"I have a problem, as an actor, of demanding too much of an audience," acknowledged Daniel Davis, who plays the lead role in Jon Robin Baitz's "The Film Society" (through Sunday at the Los Angeles Theatre Center).
"I want (people) to understand they have a part in the evening," he added. "This is something that's happening in front of them. There's a symbiosis that occurs and the audience is just as much a part of the process as I am. The better they are, the better I am--just as the better the actor I'm opposite, the better my performance will be."
Davis is particularly buoyed by his role of Jonathon Balton, a 45-year-old Afrikaner schoolteacher, who retreats from personal and political turmoil by immersing himself in Hollywood movies.

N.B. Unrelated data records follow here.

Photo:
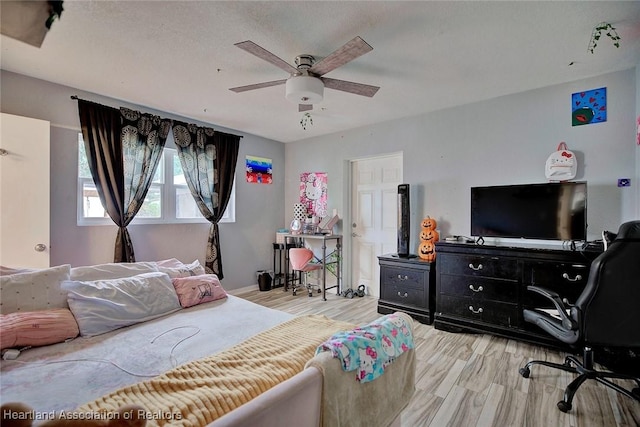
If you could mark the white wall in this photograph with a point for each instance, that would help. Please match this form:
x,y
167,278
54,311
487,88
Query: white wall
x,y
505,140
246,244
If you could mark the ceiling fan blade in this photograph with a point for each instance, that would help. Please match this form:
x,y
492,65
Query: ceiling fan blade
x,y
258,86
264,54
350,51
351,87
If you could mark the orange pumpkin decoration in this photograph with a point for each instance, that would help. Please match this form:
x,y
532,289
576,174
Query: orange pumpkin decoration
x,y
427,251
429,223
429,235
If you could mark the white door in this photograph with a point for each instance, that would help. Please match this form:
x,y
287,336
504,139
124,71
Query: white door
x,y
24,192
374,221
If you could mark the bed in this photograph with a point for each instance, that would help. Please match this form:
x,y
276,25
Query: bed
x,y
119,356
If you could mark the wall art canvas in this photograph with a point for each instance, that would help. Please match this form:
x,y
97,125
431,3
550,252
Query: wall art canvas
x,y
313,193
259,170
589,107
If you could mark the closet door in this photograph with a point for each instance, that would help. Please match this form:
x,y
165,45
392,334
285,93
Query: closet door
x,y
24,192
374,219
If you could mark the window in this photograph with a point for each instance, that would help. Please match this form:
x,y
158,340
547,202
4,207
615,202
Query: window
x,y
168,200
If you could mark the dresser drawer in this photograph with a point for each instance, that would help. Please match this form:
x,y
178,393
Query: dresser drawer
x,y
479,288
403,277
404,295
496,313
481,266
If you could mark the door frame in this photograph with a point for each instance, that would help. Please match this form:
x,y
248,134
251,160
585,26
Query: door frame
x,y
347,198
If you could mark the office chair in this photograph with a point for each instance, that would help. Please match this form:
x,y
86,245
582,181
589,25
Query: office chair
x,y
299,259
606,315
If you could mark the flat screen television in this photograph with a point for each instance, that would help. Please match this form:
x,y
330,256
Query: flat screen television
x,y
550,211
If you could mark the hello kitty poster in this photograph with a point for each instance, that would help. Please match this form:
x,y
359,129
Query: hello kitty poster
x,y
313,193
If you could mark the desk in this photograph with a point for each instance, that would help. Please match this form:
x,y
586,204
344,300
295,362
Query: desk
x,y
323,238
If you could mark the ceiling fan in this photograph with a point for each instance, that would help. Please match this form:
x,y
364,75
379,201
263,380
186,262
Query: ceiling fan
x,y
305,86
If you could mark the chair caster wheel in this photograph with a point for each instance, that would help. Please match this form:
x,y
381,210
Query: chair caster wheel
x,y
564,406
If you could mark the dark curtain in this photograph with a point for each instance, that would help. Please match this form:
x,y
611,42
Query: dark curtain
x,y
104,129
143,140
208,161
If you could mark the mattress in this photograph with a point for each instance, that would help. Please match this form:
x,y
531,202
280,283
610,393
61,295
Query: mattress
x,y
66,375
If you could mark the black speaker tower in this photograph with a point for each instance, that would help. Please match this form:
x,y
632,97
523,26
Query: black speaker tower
x,y
403,220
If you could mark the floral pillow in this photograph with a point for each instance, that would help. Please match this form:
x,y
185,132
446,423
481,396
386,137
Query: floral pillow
x,y
198,289
34,290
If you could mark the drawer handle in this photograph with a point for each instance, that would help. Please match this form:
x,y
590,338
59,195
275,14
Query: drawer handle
x,y
473,267
478,311
575,279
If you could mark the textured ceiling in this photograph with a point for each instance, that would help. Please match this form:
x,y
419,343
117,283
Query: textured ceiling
x,y
179,56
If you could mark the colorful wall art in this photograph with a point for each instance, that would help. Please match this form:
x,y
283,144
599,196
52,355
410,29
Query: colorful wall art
x,y
589,107
259,170
313,193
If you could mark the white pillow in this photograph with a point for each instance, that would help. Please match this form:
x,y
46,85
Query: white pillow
x,y
112,270
34,290
104,305
193,269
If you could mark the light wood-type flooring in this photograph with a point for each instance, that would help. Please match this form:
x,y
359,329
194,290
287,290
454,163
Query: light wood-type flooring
x,y
472,379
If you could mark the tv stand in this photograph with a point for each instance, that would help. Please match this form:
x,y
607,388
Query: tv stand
x,y
482,288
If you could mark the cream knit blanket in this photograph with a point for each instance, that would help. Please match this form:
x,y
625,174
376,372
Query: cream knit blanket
x,y
201,391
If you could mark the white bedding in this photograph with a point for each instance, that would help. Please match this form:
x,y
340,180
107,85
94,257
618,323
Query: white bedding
x,y
66,375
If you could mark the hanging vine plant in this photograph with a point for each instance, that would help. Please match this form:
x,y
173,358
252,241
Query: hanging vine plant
x,y
608,30
55,11
306,120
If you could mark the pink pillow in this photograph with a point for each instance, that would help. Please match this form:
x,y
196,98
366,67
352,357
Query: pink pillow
x,y
34,328
198,289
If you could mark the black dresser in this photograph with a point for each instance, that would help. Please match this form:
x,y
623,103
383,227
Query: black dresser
x,y
407,285
482,288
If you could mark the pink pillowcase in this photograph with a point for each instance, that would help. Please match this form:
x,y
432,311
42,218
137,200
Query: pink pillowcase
x,y
195,290
35,328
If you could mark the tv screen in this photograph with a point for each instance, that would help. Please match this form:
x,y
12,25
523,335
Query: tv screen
x,y
551,211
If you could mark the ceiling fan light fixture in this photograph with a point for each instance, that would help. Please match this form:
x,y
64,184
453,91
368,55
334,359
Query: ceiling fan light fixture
x,y
304,90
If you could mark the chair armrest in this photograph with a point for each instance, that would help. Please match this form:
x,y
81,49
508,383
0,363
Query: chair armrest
x,y
552,296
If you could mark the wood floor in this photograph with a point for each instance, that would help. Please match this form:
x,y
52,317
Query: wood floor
x,y
473,380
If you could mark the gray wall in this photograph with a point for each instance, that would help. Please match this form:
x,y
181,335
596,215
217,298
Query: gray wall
x,y
505,140
246,244
499,141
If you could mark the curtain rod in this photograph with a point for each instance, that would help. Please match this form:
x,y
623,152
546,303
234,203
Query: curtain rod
x,y
75,97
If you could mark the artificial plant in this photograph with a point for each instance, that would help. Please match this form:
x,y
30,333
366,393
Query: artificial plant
x,y
608,30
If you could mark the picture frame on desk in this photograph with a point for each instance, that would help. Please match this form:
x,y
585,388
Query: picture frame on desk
x,y
327,226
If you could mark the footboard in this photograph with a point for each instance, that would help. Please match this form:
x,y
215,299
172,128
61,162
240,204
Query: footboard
x,y
294,402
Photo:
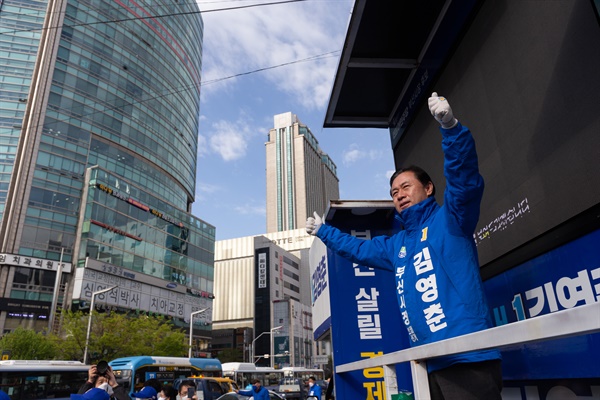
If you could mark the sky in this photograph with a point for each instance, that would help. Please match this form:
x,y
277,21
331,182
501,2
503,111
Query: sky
x,y
258,62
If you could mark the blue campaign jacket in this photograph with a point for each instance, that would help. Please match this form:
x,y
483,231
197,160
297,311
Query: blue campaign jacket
x,y
434,257
315,391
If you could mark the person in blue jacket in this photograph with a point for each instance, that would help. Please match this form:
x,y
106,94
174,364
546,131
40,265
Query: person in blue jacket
x,y
314,390
258,391
435,262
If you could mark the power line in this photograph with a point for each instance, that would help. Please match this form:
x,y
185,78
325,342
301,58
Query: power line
x,y
193,86
153,16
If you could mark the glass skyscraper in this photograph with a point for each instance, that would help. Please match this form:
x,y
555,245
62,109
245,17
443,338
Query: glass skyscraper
x,y
99,113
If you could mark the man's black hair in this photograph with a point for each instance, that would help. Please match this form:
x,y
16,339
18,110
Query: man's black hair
x,y
188,382
420,174
154,383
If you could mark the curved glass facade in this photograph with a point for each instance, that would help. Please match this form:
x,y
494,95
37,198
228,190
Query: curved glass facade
x,y
111,90
133,229
124,96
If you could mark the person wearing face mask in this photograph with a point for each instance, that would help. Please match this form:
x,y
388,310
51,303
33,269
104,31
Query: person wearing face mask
x,y
106,382
168,392
314,390
258,391
183,390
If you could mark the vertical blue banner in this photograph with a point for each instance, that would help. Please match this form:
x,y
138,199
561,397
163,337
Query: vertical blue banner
x,y
566,277
365,317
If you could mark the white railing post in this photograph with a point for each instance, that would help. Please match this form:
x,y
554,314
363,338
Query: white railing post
x,y
420,379
391,383
581,320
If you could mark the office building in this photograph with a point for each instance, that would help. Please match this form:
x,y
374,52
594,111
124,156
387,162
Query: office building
x,y
301,178
262,282
98,130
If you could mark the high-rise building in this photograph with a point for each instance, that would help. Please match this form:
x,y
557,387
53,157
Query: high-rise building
x,y
262,282
99,116
301,178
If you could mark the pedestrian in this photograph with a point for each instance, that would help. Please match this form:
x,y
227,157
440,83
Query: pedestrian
x,y
92,394
329,393
105,381
435,262
168,392
314,390
186,387
147,393
258,392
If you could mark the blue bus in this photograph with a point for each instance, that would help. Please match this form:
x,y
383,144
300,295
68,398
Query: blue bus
x,y
132,372
38,379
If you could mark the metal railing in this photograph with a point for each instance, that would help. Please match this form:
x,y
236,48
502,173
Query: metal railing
x,y
576,321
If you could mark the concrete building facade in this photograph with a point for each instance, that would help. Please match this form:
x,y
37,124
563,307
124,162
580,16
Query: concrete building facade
x,y
301,178
262,282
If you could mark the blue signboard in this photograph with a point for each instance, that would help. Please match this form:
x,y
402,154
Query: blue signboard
x,y
566,277
365,317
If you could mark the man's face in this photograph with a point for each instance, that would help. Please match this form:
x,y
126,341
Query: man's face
x,y
183,391
407,191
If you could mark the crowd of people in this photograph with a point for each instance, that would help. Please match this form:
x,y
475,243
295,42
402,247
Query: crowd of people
x,y
102,385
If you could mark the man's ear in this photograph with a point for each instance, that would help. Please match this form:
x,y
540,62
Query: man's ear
x,y
429,188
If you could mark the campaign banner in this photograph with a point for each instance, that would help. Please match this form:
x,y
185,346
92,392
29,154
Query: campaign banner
x,y
566,277
365,317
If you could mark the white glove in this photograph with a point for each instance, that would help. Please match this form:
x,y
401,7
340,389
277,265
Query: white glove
x,y
313,224
441,110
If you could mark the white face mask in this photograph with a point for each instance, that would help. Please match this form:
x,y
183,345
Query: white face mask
x,y
106,387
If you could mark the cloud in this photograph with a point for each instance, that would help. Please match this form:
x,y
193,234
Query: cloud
x,y
355,154
240,41
248,209
228,140
352,156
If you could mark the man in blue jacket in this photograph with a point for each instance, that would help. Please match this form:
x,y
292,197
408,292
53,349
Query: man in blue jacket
x,y
435,262
314,390
258,392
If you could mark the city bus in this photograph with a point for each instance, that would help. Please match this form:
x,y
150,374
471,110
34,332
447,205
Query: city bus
x,y
132,372
244,373
303,373
36,379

"Somebody asked me if I related to the political implications, if I saw Jonathon's (emotional) journey as a metaphor. Well, that's not what I'm doing at all. For me, Jonathon's journey is a human one: the journey of a man finding out what kind of person he is, why he has hidden himself away, locked himself into films--what that represents."
The actor's empathy with his character is not surprising, given his own background. "When I read this play, I knew who this man was," he said. "I grew up in the rural South (Little Rock, Ark.) in a very religious, fundamentalist atmosphere. There was a lot of fear. The world changed in unimaginable ways after the Second World War and my parents were caught in that. All the things I laugh at now--the bomb, fallout shelters--were terribly real then."
Movies were a great escape.
"At one time, my father maintained three jobs. One was running the movie theater in town. He ran the projector and sold tickets, my mother ran the concession stand. There was a partitioned area called 'the Cry Room' for mothers and infants, and I was put in there: in a high chair with a box of popcorn and a Dr. Pepper, and I watched Tyrone Power from the age of 2."
As time passed, Davis--just like the character in Baitz's play--grew impervious to the racial turmoil just outside that filmic haven.
"When I was in the seventh grade," he continued, "the National Guard bivouacked on my front lawn, but I ignored what was going on around me. I went to the movies, where everyone was pretty. So I use everything about myself," he laughed, "and just add on."
He's been adding on since his first role at age 13; now his resume totals upward of 300 plays. Yet Davis regards as his happiest time the six years at San Francisco's American Conservatory Theatre and the PCPA/Solvang Theatrefest, where he starred in "Peer Gynt" (1975), "Hamlet" (1979) and "Macbeth" (1984).
"We had something like 22,000 subscribers at ACT," he recalled with a smile. "You played to the same people all the time. They knew you, you knew them, yet you could surprise them, show up in different disguises, various incarnations, and they were always willing to accept it. That's one of the sadnesses of the theater now: economically, those (stable) situations don't exist. You have to look around for places to work."
And travel does get wearing.
"It used to be that you'd do a tour like the one I did in 'Amadeus' (he played Salieri on Broadway, then in 54 cities), and got famous. Nowadays (people) don't show up if you're not a TV star.
"Part of my problem has to do with being 41. I moved here for the same reason every actor does: We're seeking autonomy and financial security in a business that does not offer it. If you get lucky (here), you can set yourself up for life: take artistic control, make choices. Money talks. The theater I started out to be in 25 years ago doesn't exist any more. If I don't change my goals, I'll get buried."